Aharon and Miriam bring long-festering issues to light at the family therapy session. Miriam declares that it is best for her if she distances herself from the Fishmans, and then walks out.
* * *
“I don’t have words to describe how I feel right now,” said Hindy. She was standing in the middle of the hallway, her eyes gazing far off. “What just happened?”
Asher stood by her side, taking in the surroundings. It was strange, he thought, how such an innocuous-looking place could be the scene of so much emotional devastation.
“Where was I when everything was going so wrong?” Hindy asked. “How did I delude myself all these years that everything was fine?”
Dr. Bachman walked out of the office just then, and overheard Hindy’s last statement. He looked at Asher, checked his watch, then said, “Would you and your husband like to come back in for a few minutes and debrief?” he asked. “I have some time.”
Hindy and Asher considered the matter, silently debating whether it would be better to speak among themselves, or to include Dr. Bachman.
“Pros and cons,” said Dr. Bachman, correctly interpreting their hesitation. “On the one hand, what do you need a doctor for? On the other hand, the doctor was the one who detonated the explosion!”
Hindy smiled. “Okay. Thank you, Dr. Bachman.”
They went back into the office and settled themselves again, only this time Asher dragged two of the chairs up to Dr. Bachman’s desk.
“Had enough of the friendly circle setting?” Hindy remarked drily.
“More than enough,” said Asher, sitting down at her side.
“So, how are you feeling, now that so much has come out into the open?” he asked.
“I think that was just the tip of the iceberg,” replied Hindy. “Who knows what else is lurking down there? I don’t think I can do another one of these. You could have warned me,” she said reproachfully.
Dr. Bachman nodded empathetically. “That would have been nice, right? Only it’s impossible to predict what will happen when a family sits down in my office. Sometimes, rarely, everyone is quiet and the firecrackers fizzle out as soon as they’re lit. Other times, we’ve had to call the security guards.”
“Seriously?” said Asher.
“No joke. Now, Mrs. Fishman, let’s talk.”
“I’m just bewildered,” she said. “I knew my mothering was not perfect, but not for one minute did I think I wasn’t doing a good job! I thought the kids loved me so much they would just accept all of my failings. I never dreamed they were so angry. I’m … I’m in shock.”
“It wasn’t all that bad,” said Asher. “Remember, they’re just kids.”
“That’s the thing Asher; they’re not. When they were little and got upset with me they had no choice but to make up. They would come around a little while later looking for something to eat and all was forgiven. It’s not like that now. When Miriam said she’s going, there’s nothing I can do now to bring her back. That’s the big difference.”
Dr. Bachman nodded gravely. “There is such a thing as ‘collateral damage,’ Mrs. Fishman. It could be that all those years, before your addiction manifested itself in your abuse of painkillers, you may have been what we call a ‘dry drunk.’”
Hindy burst out laughing. “That’s funny, Dr. Bachman. Is that rehab humor?”

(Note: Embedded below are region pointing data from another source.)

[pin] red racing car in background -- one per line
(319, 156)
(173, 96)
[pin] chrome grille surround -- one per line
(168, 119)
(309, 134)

“I’m not joking,” he replied. “A person can think and act like an addict long before he ever uses an addictive substance. From what I heard from your children, it sounds like that may have been the case in your family. It’s nothing to be ashamed of; you had no way of knowing what was happening.”
“Nothing to be ashamed of? I’m not ashamed — I’m angry!” She turned to Asher. “Why didn’t you tell me what I was doing?”
Asher grimaced, recalling the many painful conversations, trying gently to point out to her that she may have been too harsh with the children and that there might be better ways to act towards them.
Hindy’s face fell. “You did, didn’t you,” she said.
Asher nodded sadly. “Many times.”
“That’s why they love and respect you so much,” she said.
“I’ve had my share of trouble with them, don’t worry,” he said. “But yes, I work very hard on my relationship with each of them.”
Hindy sat back in her chair. A running film strip of the years she’d spent building a family and raising her children played before her eyes now in vivid color. She could see now all the things she’d missed: the harsh voice, the clipped responses, her distraction and pre-occupation with work. Their physical needs had been cared for and she had assumed that would be enough, but if today was any proof, it clearly was not. She’d missed out on so much, and for what? To hang a few more balloons at a simchah?
“Mrs. Fishman,” Dr. Bachman interrupted. He realized that her breathing was becoming shallow. “Take a deep breath. It’s a lot to take in at once. It’s always painful when the curtain opens and you see what’s been behind it for so many years.
“You must keep in mind that although it seems like everything was all bad, it surely wasn’t. There were many good times; you just can’t see them right now. Once you get over your initial shock, the good times will come back and you’ll have a more complete picture of what the past was like.”
“Even so, what’s going to be with Miriam?” she asked. “I can accept anything as long as I can fix it. How can I get her to come back?”